Posted 2017/6/15
Chaoyin (The Sound of the Wave) Cave 潮音洞 is situated in front of the Purple Bamboo Forest, on the seaside. It is not a real cave but a huge vertical gash in the cliff face. Day and night you can hear the thundering sound of the tide. During the reign of emperor Kangxi (1662-1722) its name was written on one side of the cave.

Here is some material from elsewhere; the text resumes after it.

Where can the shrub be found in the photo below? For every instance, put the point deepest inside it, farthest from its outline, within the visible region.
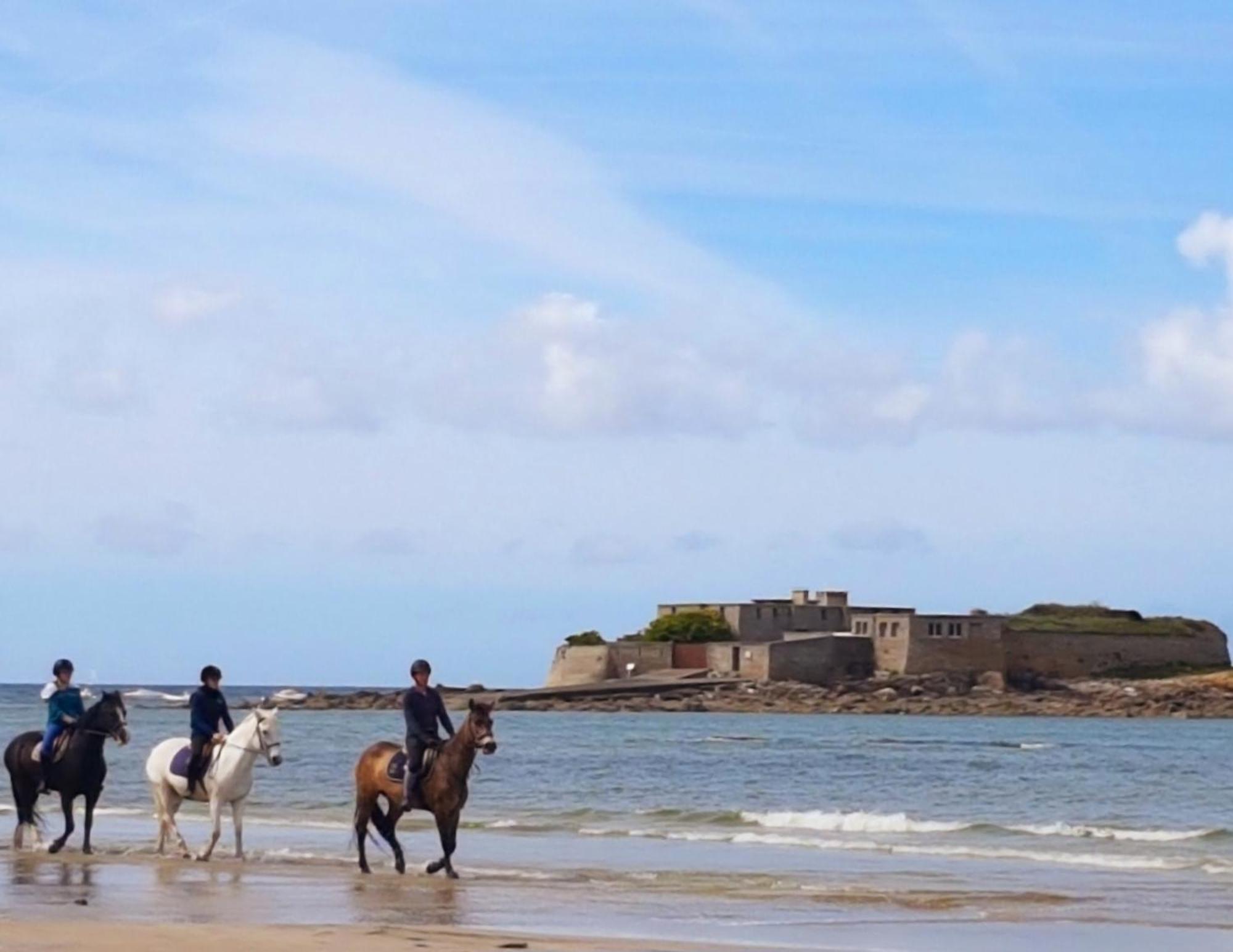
(689, 627)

Pilgrims and monks once believed that Guanyin would appear here in visions in response to fervent prayers.Many people throughout the centuries have reported seeing Guanyin here, and some of them have apparently received dharma instruction from the apparition. One theory for the visions - put forth by a Westerner - is that at certain times of year, under certain barometric conditions, sunlight falls through a hole in the top of the cave and illuminates the spray and haze produced by the pounding surf below, making a bright veil through which Guanyin may choose to show herself - or, viewed differently, through which a pious pilgrim may imagine her presence.
According to one myth, a foreign monk in 848 AD set his fingers afire as he prayed on the cliff above the cave. He lightened his fingers like candles and let them burn down, as an offering. When all ten had been reduced to stubs, the bodhisattva appeared to preach the dharma to the monk, and gave him a precious seven-colored precious stone. After that, people got the idea of flinging themselves from the cliff into the cave to drown in the surf, committing themselves to Guanyin as they committed suicide. During the Ming Dynasty (1368-1644), many believers threw themselves into the sea from the 'Bridge of Great Being' at the first appearance of a rainbow in the pinched, sunstruck spray to leap to better lives. Pilgrims became irrational, flinging themselves far down into the cave in pursuit of enlightenment and Nirvana. The suicides became so common that the local governor erected a stele, "Finger Burning stele", forbidding pious pilgrims from jumping into the cave or burning their fingers.